Without making any changes to the file, save it as test2.pdf and close it. gVim will pause again while it compresses test2.pdf. Now, open test2.pdf in Acrobat or Reader. If everything is in place, it should open just fine. If Acrobat or Reader complains about the file being damaged, double-check the installation.
With our PDF extensions, gVim enables you to conveniently edit PDF code. You can bring power and beauty together by configuring Acrobat's TouchUp tool to use gVim for editing PDF objects.
In Acrobat, select Edit Preferences General TouchUp. Click Choose Page/Object Editor . . . and a file selector will open. Select gvim.exe, which usually lives somewhere such as C:\Vim\vim63\. Click OK and you are done.
Test out your new configuration on a disposable document. Open the PDF in Acrobat and select the TouchUp Object tool (it might be hidden by the TouchUp Text tool), as shown in Figure 6-9.
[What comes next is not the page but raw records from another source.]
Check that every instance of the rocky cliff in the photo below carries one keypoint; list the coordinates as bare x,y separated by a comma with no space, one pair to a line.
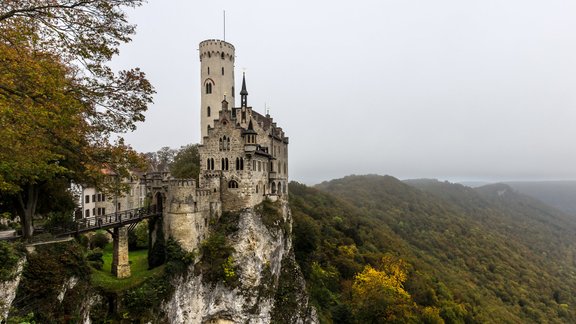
262,284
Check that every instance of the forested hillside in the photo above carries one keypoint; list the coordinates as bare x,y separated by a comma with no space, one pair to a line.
559,194
375,249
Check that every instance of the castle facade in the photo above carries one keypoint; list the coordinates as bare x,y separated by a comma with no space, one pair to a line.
243,155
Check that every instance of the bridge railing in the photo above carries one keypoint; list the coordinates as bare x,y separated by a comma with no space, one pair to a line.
108,220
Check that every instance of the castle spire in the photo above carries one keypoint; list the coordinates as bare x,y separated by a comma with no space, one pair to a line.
244,92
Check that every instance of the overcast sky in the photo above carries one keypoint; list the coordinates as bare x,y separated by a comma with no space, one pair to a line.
448,89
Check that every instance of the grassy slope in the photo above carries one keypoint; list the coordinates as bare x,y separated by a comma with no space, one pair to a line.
138,267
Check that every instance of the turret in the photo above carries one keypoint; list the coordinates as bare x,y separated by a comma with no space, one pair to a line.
244,92
217,79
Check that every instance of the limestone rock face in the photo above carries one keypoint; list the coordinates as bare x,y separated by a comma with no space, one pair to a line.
8,290
263,256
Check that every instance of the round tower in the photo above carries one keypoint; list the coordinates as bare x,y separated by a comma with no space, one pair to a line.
216,80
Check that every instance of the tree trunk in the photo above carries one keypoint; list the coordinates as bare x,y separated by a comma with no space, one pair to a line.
27,200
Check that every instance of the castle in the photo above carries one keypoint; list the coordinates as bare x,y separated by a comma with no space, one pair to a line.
243,155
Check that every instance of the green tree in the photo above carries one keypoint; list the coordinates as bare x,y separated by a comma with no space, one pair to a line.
59,102
186,162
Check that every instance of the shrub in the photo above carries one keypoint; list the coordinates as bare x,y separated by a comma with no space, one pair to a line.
138,238
10,254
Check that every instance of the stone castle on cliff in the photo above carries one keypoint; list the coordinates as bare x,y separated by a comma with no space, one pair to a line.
243,155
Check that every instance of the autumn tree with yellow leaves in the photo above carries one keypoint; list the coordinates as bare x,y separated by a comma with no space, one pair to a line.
60,104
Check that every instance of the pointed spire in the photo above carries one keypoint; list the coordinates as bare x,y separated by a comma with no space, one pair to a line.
244,92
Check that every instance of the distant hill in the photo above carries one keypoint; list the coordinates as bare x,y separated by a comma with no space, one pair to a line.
489,254
558,194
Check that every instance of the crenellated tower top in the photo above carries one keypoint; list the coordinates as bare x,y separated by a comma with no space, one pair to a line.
217,80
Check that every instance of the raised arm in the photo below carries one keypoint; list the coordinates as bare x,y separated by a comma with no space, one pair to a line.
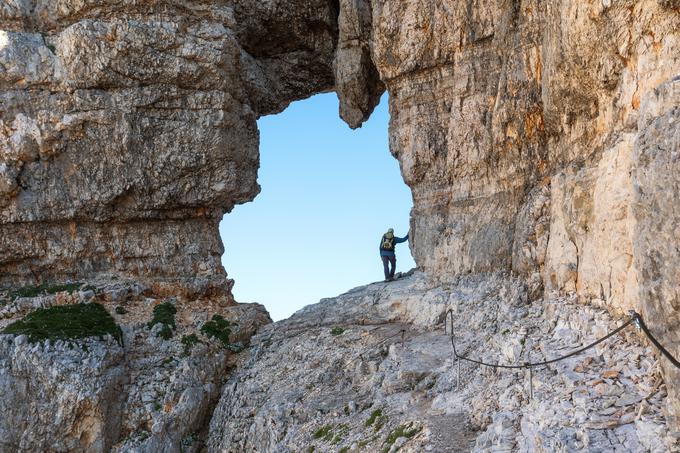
400,240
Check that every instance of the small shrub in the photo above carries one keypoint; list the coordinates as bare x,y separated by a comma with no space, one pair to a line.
374,415
220,329
189,341
67,322
335,331
325,433
164,314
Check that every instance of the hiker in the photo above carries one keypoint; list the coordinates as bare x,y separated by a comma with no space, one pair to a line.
387,243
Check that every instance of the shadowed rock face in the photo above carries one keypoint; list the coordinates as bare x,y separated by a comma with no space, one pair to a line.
518,127
128,129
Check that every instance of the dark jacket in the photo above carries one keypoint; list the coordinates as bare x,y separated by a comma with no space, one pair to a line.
384,252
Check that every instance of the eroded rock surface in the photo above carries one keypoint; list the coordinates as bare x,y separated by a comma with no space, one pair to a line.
537,137
372,370
149,394
127,129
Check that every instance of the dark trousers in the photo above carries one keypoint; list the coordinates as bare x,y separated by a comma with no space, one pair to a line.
387,260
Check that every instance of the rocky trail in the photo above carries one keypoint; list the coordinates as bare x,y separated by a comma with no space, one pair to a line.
337,376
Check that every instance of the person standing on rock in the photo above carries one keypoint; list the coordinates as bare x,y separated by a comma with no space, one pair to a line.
387,244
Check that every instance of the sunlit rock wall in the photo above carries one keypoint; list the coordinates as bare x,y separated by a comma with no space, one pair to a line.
518,127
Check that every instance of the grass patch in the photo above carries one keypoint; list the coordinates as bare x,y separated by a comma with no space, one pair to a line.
164,314
335,331
189,341
67,322
406,430
44,290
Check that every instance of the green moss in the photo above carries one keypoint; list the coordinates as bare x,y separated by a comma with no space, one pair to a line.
220,329
66,322
43,290
189,341
406,430
335,331
325,433
374,416
164,314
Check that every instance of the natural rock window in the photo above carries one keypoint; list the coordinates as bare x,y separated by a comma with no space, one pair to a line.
328,193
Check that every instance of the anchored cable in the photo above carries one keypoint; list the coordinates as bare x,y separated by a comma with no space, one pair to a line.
634,319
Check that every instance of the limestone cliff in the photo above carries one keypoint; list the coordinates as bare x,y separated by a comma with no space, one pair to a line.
128,128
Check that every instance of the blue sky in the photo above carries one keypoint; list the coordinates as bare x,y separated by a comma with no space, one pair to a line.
328,195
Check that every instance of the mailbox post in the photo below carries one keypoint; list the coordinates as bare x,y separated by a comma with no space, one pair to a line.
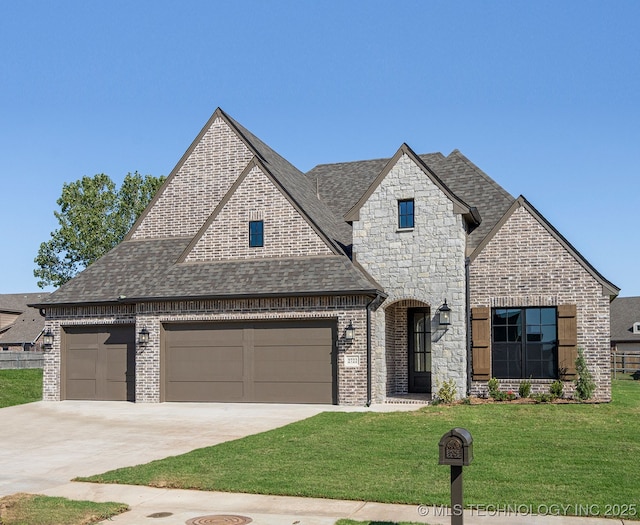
456,450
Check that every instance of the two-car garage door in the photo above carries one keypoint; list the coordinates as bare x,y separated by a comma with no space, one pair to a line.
273,362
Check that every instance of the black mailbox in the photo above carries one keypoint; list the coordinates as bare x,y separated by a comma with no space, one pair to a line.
456,448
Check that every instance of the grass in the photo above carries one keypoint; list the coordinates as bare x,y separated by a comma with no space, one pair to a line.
20,386
547,454
29,509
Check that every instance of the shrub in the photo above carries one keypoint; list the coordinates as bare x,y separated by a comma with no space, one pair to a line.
524,390
556,389
447,392
494,387
585,385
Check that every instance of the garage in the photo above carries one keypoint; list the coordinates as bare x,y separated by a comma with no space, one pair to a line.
268,362
100,363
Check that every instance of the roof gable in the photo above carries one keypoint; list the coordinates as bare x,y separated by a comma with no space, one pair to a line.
608,287
459,205
256,195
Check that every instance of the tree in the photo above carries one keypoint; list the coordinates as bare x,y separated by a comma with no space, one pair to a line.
94,217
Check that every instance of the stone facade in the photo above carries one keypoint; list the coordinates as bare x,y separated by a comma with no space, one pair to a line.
424,265
351,380
286,232
524,265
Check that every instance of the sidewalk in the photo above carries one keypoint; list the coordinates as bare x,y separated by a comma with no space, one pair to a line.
184,505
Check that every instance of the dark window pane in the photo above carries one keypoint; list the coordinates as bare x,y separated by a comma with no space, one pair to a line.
256,234
405,214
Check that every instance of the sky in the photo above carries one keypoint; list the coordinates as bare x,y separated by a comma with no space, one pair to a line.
544,96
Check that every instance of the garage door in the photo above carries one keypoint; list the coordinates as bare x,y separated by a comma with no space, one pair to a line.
100,363
276,362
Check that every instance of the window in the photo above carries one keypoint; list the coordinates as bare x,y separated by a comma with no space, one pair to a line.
525,343
256,234
405,213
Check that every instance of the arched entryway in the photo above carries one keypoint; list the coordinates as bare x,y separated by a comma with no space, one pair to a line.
408,328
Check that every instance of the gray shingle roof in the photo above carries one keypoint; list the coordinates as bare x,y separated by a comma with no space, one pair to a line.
299,188
29,324
625,311
146,269
341,185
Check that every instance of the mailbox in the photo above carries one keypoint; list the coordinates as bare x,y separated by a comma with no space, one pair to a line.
456,448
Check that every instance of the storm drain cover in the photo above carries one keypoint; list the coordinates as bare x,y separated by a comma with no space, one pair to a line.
220,519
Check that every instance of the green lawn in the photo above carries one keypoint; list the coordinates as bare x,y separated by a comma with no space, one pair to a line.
29,509
546,454
20,386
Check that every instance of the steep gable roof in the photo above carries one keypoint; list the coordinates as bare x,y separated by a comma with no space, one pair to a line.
608,287
341,185
459,205
625,312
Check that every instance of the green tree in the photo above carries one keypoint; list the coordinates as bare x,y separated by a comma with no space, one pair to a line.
94,217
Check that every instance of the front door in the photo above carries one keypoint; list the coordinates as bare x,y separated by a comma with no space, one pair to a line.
419,350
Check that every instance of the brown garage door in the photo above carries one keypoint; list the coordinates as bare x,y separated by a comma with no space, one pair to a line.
275,362
100,363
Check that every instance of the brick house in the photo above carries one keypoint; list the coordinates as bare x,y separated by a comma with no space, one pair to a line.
248,280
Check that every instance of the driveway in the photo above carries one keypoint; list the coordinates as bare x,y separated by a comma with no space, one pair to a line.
45,444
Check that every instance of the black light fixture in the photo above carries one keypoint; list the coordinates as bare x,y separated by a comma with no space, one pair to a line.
47,341
349,332
143,337
445,314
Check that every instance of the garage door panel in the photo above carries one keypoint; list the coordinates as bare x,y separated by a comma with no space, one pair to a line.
253,362
81,389
205,391
100,362
83,364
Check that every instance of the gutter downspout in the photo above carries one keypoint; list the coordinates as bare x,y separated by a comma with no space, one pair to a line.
467,263
373,302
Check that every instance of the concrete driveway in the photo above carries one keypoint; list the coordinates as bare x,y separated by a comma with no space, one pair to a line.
45,444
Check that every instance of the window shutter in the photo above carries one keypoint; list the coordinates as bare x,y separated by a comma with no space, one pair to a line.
481,342
567,340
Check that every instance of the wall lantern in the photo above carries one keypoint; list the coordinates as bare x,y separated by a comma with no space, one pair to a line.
445,314
143,337
47,341
349,332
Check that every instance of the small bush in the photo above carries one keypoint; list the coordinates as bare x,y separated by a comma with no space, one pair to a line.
524,389
494,387
556,389
447,392
585,385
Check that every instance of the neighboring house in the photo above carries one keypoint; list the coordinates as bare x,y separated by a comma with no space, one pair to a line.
625,333
21,326
248,280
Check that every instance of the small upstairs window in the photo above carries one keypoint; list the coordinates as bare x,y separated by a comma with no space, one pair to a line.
256,234
405,213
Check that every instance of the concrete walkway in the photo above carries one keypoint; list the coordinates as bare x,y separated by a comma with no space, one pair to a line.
184,505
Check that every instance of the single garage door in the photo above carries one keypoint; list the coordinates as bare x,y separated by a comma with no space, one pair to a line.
100,363
270,362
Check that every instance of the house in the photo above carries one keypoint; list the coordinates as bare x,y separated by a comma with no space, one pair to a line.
21,326
248,280
625,334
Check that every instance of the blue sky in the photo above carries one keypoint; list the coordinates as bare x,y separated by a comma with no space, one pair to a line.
542,95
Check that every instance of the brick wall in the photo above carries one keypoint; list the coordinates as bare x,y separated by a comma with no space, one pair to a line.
524,265
286,232
424,264
197,187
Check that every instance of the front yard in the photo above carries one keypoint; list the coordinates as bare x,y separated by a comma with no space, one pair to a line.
572,455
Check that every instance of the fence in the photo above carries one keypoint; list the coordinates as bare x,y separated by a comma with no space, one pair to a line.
625,362
21,360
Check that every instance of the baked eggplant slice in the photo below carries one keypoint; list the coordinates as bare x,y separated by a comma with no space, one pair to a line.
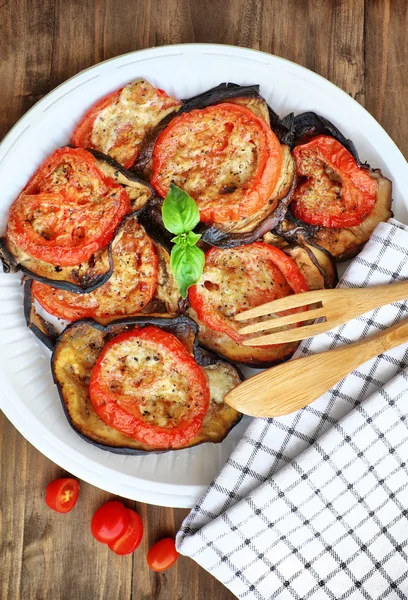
117,124
41,328
141,282
129,289
88,273
247,95
246,231
76,353
232,213
235,279
343,242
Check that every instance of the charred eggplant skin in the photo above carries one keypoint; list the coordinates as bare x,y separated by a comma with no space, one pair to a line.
181,326
302,129
95,279
43,330
306,126
221,93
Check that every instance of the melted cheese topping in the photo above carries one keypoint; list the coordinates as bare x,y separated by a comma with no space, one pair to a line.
119,129
222,378
237,279
146,379
217,158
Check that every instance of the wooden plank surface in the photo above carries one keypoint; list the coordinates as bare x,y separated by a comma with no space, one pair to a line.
360,46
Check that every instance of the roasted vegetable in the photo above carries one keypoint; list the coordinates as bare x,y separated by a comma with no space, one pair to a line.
237,279
246,231
240,278
45,332
242,187
117,124
128,291
46,231
224,92
77,351
339,200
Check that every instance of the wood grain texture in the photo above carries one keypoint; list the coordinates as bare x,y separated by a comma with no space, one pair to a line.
360,46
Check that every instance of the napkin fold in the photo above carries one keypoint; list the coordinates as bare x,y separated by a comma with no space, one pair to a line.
314,505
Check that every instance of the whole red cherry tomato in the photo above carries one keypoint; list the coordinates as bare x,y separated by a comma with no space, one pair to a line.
162,555
110,522
61,494
132,537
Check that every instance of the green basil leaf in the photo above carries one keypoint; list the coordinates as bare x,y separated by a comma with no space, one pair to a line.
192,238
179,211
187,264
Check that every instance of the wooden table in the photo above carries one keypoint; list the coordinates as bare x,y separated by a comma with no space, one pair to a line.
359,45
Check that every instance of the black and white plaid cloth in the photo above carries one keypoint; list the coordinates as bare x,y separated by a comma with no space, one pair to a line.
315,504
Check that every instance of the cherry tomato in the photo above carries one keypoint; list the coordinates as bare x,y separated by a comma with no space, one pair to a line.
162,555
132,537
61,495
110,522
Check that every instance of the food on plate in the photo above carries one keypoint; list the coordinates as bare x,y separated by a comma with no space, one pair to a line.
226,207
143,384
117,124
230,162
110,521
223,156
131,538
338,200
236,279
61,495
248,95
60,227
162,555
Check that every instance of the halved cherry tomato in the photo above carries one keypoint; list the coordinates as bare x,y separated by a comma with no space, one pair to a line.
129,289
337,193
132,537
162,555
68,210
62,494
224,156
236,279
117,124
147,385
110,522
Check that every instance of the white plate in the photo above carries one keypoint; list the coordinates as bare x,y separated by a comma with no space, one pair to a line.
28,395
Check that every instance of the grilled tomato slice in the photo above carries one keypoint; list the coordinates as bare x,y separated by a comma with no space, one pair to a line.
68,210
337,192
224,156
147,385
129,289
237,279
117,124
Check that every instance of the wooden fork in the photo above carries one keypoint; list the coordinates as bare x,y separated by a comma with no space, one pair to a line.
295,384
337,306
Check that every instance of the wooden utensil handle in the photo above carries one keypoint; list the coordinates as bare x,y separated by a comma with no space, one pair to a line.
293,385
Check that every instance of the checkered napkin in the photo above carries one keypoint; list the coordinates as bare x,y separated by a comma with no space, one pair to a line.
315,504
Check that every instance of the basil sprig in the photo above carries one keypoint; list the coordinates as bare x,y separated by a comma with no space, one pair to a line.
180,215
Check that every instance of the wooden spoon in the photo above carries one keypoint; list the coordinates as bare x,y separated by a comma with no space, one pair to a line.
295,384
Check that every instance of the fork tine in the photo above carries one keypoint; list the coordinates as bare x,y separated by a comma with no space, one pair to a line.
289,335
294,301
307,315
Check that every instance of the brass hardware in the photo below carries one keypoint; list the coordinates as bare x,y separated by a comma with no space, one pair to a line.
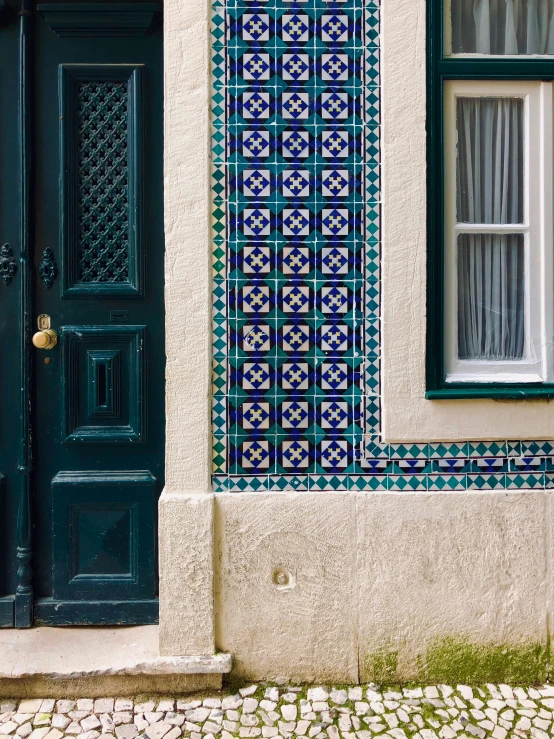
45,338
Click a paragraph and a box appears, outlining the selection. Right-click inside this box and choose Edit Object . . . . gVim will open, displaying the PDF code used to describe this selection, as shown in Figure 6-10. It will be a full PDF document, with fonts and an XREF table.
Find some paragraph text and make some small changes [Hack #80] . When you save the gVim file, Acrobat should promptly update the visible page to reflect your change. Sometimes this update looks imperfect, temporarily. You can make many successive PDF edits this way.
You might notice occasional warnings from gVim about the data having been modified on the disk by another program. You can safely ignore these.